Dance and Science are two separate categories, but combine the two together and the result is a mystifying performance known as Dance Science.
Weber State Professors, Erik Stern and Adam Johnston, recently came to Snow College Convocations to show their collaborative project known as Dance Science Fest. Erik Stern is a teaching artist for the Kennedy Center of Performing Arts, whereas Adam Johnston is a Physics professor specifically in Science Education. Stern and Johnston’s project is based on the combination of dance and physics which shows applications of interdisciplinary studies. Stern and Johnston created their Dance Science project with help from Weber State students and their ideas around the topics of dance and physics.
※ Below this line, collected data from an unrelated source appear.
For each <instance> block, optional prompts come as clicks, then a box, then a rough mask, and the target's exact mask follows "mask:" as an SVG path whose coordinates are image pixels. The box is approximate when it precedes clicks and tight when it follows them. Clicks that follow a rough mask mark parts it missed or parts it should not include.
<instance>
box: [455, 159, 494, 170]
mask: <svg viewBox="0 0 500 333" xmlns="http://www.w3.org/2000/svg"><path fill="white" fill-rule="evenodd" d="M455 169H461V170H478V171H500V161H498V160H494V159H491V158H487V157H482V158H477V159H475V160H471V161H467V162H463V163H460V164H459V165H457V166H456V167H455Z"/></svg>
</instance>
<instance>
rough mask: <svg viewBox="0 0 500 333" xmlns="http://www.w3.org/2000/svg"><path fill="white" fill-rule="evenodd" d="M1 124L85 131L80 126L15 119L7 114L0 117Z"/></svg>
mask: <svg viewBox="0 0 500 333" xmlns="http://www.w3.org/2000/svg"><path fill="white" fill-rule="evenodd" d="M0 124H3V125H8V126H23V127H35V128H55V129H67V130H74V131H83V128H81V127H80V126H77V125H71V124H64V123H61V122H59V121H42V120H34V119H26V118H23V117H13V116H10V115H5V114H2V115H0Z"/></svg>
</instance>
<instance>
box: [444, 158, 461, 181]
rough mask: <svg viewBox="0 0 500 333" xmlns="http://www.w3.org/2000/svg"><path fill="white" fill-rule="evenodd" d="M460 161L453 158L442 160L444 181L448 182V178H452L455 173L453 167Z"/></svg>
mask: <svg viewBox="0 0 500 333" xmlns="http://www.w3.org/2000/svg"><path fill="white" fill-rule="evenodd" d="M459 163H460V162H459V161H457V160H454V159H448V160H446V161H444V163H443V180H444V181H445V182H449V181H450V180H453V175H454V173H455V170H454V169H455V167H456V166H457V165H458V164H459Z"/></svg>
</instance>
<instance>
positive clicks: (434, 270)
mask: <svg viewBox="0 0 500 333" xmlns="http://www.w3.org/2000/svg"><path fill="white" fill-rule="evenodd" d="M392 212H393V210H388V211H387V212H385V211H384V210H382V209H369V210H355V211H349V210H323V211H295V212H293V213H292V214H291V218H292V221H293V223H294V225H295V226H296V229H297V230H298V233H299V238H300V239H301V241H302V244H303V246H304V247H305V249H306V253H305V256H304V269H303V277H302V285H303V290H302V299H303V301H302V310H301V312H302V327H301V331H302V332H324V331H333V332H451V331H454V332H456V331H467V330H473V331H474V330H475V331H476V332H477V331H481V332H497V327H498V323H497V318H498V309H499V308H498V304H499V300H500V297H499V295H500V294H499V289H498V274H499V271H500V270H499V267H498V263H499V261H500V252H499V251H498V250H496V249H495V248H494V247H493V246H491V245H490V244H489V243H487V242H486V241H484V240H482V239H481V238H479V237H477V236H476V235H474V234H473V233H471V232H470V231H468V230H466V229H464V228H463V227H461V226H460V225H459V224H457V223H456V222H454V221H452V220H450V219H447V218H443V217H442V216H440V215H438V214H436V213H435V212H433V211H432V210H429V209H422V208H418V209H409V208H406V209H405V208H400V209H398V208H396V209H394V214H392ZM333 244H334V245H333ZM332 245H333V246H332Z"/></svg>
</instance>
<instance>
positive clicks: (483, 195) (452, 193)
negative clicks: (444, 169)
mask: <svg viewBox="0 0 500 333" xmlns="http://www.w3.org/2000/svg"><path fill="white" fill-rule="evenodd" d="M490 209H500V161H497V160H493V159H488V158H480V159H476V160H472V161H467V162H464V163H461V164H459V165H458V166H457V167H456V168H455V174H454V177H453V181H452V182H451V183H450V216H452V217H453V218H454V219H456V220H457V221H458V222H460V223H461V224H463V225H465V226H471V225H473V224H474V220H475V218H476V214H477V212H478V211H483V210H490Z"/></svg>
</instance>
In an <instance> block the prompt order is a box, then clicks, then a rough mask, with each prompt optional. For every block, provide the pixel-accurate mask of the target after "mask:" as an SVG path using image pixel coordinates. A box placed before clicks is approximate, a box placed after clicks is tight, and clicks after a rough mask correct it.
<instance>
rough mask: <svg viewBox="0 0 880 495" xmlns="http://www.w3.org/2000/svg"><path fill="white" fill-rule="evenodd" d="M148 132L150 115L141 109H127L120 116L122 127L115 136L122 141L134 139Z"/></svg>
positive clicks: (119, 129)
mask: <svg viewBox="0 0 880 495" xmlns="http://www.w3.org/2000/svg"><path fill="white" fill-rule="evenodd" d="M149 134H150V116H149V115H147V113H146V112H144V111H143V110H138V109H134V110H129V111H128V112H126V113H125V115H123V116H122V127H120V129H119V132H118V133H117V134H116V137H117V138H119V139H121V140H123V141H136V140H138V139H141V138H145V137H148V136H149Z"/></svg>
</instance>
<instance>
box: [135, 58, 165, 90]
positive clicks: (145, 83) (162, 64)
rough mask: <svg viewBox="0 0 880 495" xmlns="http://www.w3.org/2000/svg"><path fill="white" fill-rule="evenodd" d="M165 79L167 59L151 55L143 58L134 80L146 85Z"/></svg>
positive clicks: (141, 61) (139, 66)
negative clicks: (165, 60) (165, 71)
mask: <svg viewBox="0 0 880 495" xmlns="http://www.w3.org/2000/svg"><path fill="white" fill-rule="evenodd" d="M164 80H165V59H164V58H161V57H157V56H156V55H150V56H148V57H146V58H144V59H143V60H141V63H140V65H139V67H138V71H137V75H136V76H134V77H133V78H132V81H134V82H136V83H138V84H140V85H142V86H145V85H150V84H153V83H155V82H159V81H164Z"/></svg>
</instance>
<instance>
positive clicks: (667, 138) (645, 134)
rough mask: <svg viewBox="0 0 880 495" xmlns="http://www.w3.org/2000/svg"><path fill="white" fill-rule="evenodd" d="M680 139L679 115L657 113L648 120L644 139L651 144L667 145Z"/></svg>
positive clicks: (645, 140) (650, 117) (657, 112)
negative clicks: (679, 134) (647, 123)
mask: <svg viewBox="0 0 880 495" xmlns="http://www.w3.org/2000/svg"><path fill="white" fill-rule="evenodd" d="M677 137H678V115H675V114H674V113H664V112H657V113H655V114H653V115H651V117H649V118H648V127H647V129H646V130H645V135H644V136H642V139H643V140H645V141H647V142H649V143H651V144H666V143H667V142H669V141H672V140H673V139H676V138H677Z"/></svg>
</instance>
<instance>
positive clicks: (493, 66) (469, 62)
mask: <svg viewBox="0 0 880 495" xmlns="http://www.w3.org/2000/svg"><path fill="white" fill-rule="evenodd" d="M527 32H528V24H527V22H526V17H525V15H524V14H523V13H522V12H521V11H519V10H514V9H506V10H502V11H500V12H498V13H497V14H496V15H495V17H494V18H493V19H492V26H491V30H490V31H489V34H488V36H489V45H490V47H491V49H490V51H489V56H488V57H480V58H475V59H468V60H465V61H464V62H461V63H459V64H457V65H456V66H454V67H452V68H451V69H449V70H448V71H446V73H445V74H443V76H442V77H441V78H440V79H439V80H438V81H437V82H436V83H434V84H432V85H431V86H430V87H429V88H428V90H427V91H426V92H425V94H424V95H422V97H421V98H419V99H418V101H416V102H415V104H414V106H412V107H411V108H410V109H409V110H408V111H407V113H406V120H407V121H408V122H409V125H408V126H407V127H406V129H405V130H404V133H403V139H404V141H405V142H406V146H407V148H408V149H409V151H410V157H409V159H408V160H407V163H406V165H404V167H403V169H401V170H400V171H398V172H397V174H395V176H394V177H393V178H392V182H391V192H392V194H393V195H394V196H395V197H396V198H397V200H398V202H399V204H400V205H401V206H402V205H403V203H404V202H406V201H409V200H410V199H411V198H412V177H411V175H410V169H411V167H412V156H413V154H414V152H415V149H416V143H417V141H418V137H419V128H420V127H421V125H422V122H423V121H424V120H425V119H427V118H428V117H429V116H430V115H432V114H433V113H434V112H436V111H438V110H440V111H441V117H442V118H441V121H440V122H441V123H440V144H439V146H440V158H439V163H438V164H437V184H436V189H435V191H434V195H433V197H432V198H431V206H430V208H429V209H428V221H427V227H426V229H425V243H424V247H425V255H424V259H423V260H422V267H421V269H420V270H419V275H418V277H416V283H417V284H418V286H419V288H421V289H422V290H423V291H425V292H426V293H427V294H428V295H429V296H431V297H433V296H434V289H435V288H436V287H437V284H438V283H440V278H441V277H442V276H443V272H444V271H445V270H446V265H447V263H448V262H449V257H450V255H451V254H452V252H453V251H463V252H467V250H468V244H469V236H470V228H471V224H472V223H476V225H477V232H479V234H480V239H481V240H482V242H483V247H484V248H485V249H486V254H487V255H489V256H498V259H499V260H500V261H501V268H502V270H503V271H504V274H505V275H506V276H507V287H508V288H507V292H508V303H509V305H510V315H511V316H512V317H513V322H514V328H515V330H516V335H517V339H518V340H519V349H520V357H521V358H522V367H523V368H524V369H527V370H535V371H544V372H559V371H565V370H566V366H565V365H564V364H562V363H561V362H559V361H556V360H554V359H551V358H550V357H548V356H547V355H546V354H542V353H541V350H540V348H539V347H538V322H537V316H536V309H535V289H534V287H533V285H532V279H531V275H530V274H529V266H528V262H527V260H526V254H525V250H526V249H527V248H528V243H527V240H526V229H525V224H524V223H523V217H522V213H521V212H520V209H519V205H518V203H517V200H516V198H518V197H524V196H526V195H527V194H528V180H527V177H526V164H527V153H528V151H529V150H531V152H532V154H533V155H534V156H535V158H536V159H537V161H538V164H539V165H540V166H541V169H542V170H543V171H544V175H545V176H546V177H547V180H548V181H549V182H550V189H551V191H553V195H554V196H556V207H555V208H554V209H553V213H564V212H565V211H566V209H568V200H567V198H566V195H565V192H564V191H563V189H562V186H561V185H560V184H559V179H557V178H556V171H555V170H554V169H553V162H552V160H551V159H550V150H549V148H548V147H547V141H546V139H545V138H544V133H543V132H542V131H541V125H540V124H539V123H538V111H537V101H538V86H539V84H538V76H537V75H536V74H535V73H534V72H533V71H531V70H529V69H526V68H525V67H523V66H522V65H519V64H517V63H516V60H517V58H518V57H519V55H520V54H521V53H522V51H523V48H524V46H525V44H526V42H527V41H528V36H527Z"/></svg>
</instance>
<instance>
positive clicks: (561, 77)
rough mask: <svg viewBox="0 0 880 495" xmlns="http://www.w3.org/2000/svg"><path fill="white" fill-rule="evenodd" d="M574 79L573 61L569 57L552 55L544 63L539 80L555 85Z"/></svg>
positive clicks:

Celia Benson, who is over Convocations, discussed why she brought Dance Science Fest to Convocations. Benson met Adam Johnston at a conference where she learned about his Dance Science collaborative project with Stern. She said, “With cross-curricular learning becoming more prominent, their [Stern and Johnston’s] performance and workshops relate to all fields and emphasize how to use interdisciplinary approaches and high impact practices in effective and engaging ways.”
Dancers from Northern Utah and the Snow College dance department helped Stern and Johnston with their new Dance Science performance called “Forces at Play.” Stern, Johnston, and the dancers used physical props like paper, packaging peanuts, beach balls, rubber balls dangling from a PVC pipe, and a leaf blower to show the element of physics with dance.
Snow College student, Shylah Day, said, “At first it [the performance of the combination of dance and physics] sounded a bit odd. But seeing it in motion and being combined into one was really astonishing! It’s really interesting to see how similar two different subjects are and how we can show that to our peers.”
Hannah Stephenson, a Snow College student, said she really appreciated Stern and Johnston’s view on interdisciplinary studies. She said, “All areas of study have things that are beneficial to each other and their performance was a good example of this combination.”